While illegal, wage theft is not considered criminal and victims have to hope one of New Zealand's 60 or so labour inspectors will investigate.
If the Employment Court decides in a worker's favour, there is no guarantee they will actually see the money they are owed.
It is nigh on impossible to say just how much is stolen from workers each year, however, in 2016 the Council of Trade Unions found workers had been repaid more than $35 million for payroll 'errors' that year.
A 2017 audit of the forestry industry by labour inspectors form the Ministry of Business, Innovation and Employment found almost 90 per cent were breaching basic employment law standards.
In 2018, the ministry released a list of 277 employers barred from hiring migrant workers due to breaches in employment practices.
Last week, wage theft in shearing sheds led to the first collective agreement in 24 years.
Sure, there are business owners who don't actually understand how the law works or who outsource to payroll companies that make errors.
However, what is striking about the numbers, complaints and few cases that make it through the employment court, is that there is a high number of employers out there knowingly and actively taking advantage of workers.
The Crimes Act defines theft as 'dishonestly and without claim of right, taking any property with intent to deprive any owner permanently of that property or of any interest in that property'.
Somehow, this doesn't apply to employers under paying or taking advantage of workers.
At most, wage theft is often met with a slap on the wrist with the wet bus ticket.
To be perfectly honest, I am at a lost to understand why.
Theft is theft, is theft.
What's worse, is many of the employees tend to be part of the precariat; workers without job security and with limited education or connections to be able to move on to new positions.

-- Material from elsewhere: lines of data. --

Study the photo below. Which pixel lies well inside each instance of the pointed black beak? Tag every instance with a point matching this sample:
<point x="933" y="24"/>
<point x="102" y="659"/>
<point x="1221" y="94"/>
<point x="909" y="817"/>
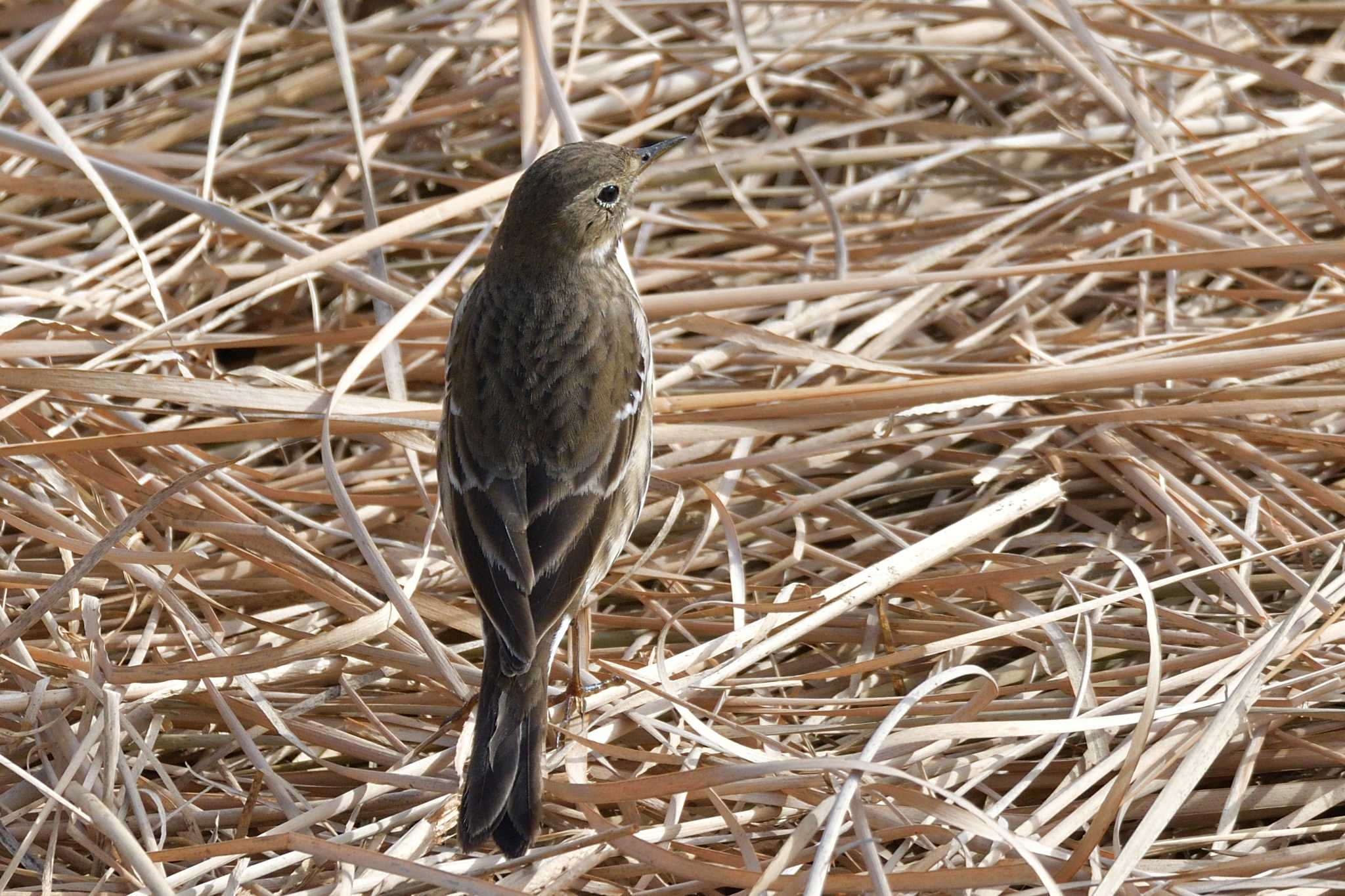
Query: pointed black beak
<point x="649" y="154"/>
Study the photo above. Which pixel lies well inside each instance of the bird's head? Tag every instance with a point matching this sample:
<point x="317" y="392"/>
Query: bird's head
<point x="572" y="202"/>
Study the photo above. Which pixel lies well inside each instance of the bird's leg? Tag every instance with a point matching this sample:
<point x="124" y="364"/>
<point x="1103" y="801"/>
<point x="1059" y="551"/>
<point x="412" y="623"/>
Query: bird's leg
<point x="577" y="691"/>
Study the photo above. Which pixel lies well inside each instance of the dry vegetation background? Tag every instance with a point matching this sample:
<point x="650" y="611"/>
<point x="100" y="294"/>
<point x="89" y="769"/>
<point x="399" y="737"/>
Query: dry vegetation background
<point x="998" y="539"/>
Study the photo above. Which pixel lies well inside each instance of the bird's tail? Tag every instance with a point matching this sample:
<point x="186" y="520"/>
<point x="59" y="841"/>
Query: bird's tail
<point x="502" y="790"/>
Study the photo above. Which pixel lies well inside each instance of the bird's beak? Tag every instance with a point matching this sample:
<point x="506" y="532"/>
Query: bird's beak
<point x="650" y="154"/>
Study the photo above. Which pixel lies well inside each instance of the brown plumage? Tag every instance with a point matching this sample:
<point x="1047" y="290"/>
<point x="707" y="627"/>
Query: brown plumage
<point x="545" y="452"/>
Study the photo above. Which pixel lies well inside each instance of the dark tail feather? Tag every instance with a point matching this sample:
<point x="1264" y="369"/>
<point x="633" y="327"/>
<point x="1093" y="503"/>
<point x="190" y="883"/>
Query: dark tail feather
<point x="502" y="790"/>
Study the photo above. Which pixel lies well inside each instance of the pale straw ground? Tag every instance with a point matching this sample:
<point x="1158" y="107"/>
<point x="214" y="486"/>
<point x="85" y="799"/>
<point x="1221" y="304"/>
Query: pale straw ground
<point x="996" y="543"/>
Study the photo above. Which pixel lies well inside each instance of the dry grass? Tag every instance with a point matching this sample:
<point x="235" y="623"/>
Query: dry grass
<point x="1001" y="431"/>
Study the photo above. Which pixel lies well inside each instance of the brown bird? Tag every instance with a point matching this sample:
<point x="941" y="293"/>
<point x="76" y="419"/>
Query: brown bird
<point x="545" y="452"/>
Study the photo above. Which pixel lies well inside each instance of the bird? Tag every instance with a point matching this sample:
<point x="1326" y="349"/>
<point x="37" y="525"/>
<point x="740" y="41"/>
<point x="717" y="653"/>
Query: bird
<point x="545" y="452"/>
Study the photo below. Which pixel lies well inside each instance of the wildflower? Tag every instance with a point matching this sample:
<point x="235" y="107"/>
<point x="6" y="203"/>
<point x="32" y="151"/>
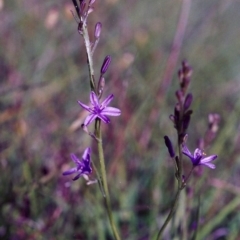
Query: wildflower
<point x="198" y="157"/>
<point x="82" y="166"/>
<point x="99" y="110"/>
<point x="169" y="146"/>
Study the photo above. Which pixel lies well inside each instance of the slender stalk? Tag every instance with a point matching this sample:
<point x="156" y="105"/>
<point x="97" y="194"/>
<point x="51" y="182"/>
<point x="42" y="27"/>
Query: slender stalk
<point x="172" y="211"/>
<point x="104" y="180"/>
<point x="175" y="201"/>
<point x="89" y="55"/>
<point x="181" y="184"/>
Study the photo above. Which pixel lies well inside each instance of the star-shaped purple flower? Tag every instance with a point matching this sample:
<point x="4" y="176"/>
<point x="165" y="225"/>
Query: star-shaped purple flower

These workers tend to bare the brunt of global economic swings.
They are also often migrant and seasonal workers whose dependence on the honesty of their employers is higher and their ability to take action is invariably lower.
To steal from them is to steal from people who really need that money.
It is taking advantage of the vulnerable for personal gain.
We can spend a lot of time debating whether the minimum conditions of work in New Zealand are sufficient, whether we are paying enough or doing enough for workers.
People will have a range of views on that one.
But it shouldn't be up for debate that if you steal, it is wrong.
That should go for workers who take from their jobs and employers who take from their workers.
Maybe it's time to update the Crimes Act and treat business owners the same way we treat everybody else.